Entre rosas y matrioshkas
Truman Capote decía que la imaginación siempre puede abrir cualquier puerta, girar la llave y dejar paso al terror. La realidad superó su imaginación. Ahí de pie, frente al Estero Salado, supo que su vida era la soledad, el abandono absoluto del escritor frente a la página en blanco. <<Los hombres me miran con ganas y las mujeres con rabia>>, solía decir. Ahí en Guayaquil los conductores detenían sus vehículos para contemplarla. <<Ya ve>>, le dijo en alguna ocasión cuando estuvo en Quito y fue a buscarla a su hotel para ir a un bar. Ni bien salió a la calle todos los ojos estaban puestos en su cuerpo, como si fuera un objeto sexual. Estaba feliz por el reencuentro. El último de los reencuentros previos al desastre.
Ella era como
una matrioshka, ese conjunto de muñecas tradicionales rusas creadas en 1890; huecas para albergar en su interior una nueva muñeca y esa a su vez a otra, en
un número variable que puede ir desde cinco hasta el imposible,
siempre y cuando sea un número impar; multicolores, con jarrones, recipientes o
iguales entre sí. Algo lacaniano existía en esa invención, como el de la
familia, el grupo de natural de individuos unidos por una doble relación
biológica: la generación, que depara los miembros del grupo; las condiciones de
ambiente, que postulan el desarrollo de los jóvenes y que mantienen al grupo,
siempre que los adultos progenitores aseguren su función. Sus relaciones
siempre estuvieron marcadas por sus hermanas. Podía estar entre cien mujeres
desnudas y nada pasaba, al menos que hallara algún rasgo distintivo de ellas.

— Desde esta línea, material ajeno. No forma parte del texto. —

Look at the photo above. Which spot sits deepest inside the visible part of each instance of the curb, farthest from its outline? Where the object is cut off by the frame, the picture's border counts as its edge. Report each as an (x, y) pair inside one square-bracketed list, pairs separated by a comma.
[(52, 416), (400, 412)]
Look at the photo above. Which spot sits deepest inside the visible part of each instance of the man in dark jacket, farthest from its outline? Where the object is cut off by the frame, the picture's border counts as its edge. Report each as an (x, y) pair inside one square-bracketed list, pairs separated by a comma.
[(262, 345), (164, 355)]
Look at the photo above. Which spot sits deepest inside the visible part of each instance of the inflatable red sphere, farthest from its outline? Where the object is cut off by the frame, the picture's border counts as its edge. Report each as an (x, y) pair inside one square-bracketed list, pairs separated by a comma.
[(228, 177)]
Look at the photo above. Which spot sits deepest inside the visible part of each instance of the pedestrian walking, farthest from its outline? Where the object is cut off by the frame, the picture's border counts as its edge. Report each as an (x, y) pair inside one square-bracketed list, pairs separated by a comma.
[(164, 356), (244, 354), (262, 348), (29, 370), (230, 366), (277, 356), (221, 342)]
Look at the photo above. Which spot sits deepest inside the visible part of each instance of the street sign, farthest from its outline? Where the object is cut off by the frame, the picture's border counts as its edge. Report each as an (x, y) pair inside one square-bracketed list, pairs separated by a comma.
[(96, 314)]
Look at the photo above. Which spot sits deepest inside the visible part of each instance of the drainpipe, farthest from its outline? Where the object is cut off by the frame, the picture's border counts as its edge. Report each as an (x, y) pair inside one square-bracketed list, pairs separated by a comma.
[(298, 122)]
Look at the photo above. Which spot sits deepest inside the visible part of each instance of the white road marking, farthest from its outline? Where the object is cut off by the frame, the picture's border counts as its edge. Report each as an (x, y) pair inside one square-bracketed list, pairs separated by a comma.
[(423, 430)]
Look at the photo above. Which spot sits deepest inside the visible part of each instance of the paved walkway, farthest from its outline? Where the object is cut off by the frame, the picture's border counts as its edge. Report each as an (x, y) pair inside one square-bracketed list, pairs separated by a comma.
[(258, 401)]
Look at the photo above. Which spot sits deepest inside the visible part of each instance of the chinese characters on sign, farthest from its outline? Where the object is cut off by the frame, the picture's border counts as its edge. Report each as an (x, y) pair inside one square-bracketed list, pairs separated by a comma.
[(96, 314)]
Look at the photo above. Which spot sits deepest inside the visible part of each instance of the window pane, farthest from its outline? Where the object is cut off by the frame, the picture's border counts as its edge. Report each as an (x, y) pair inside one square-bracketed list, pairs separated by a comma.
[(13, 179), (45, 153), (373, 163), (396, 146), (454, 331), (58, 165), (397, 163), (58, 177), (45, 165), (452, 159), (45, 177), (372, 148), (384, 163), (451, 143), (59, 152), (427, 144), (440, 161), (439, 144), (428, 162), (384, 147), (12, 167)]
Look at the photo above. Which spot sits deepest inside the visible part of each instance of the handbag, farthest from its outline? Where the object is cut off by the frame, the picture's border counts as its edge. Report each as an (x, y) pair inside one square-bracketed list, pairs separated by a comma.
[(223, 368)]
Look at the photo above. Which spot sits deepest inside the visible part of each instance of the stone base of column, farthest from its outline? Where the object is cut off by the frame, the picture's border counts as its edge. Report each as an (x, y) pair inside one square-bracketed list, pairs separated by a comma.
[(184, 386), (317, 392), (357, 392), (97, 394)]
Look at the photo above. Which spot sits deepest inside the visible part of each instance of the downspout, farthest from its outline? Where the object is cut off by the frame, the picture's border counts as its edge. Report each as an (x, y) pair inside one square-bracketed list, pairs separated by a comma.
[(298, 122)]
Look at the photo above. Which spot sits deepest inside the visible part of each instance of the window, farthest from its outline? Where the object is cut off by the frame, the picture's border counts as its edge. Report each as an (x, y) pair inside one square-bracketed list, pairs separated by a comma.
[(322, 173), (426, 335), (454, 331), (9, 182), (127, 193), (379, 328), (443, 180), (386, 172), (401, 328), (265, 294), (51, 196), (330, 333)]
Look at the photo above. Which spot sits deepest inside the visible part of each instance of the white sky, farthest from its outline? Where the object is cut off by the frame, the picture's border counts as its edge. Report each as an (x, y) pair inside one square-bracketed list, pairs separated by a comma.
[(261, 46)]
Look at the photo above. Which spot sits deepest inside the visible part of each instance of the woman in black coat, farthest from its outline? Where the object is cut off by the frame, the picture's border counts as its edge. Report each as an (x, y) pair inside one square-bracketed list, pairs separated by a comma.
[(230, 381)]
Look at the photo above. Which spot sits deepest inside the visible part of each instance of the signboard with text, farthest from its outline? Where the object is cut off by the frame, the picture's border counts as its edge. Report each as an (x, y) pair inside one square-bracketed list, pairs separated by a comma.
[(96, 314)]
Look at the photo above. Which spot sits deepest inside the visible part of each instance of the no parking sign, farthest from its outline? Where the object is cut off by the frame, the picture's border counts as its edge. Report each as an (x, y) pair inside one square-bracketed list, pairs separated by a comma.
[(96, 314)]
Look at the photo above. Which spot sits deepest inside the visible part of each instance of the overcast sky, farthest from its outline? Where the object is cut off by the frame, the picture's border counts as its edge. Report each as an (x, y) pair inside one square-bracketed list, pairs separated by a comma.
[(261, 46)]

Su relación con ella fue como una especie de prueba superada, porque ninguna de
sus hermanas lo había maltratado físicamente. Sí, psicológicamente. Ella no
solo le golpeaba por el banal hecho de haberle sido infiel, sino porque se
despertaba en la madrugada para contemplar el amanecer. Y no deseaba volver a
la cama con ella. No deseaba volver a ninguna parte, como los personajes de
Kafka que dejan la puerta abierta con la certeza de que nunca volverán. Nunca.
Anita era la
hermana mayor que intentó asumir el papel de su mamá muerta en un hospital,
mientras en las calles la gente gritaba no hay azúcar no hay arroz, sigue el
hambre con Roldós. En su imaginario quedaron esos zapatos de tacones altos para
los hombres y pantalones acampanados, mientras se discernía una disputa por el
poder entre el hermano mayor y sus hermanas por saber si su papá tenía derecho
a casarse y dejar de ser fiel a su mamá muerta. La infidelidad nunca fue
soportada en su familia, la de la abuela vestida de negro y con sombrero estilo
película siciliana. Y nunca soportó, por ejemplo, la traición de su hermana
Jacqueline cuando fue detrás de un novio a reclamar una casa que no era suya ni
de nadie. Su adolescencia. Contempló esa adolescencia desde una ventana rota.
La separación
fue inevitable, como su muerte. La muerte de él que nunca pudo ser, por haber
ingerido cicuta en lugar de veneno cuando sus hermanas intentaban soportar una
familia patriarcal y machista. La noche en la que pasó en una terraza llorando
esperando la muerte era tan clara como los funerales de su mamá y de su papá y
el suyo.
Nunca le pidió perdón. Solo registró una denuncia en la Fiscalía de que había sido golpeado. Cuando se refugió en la casa de Anita.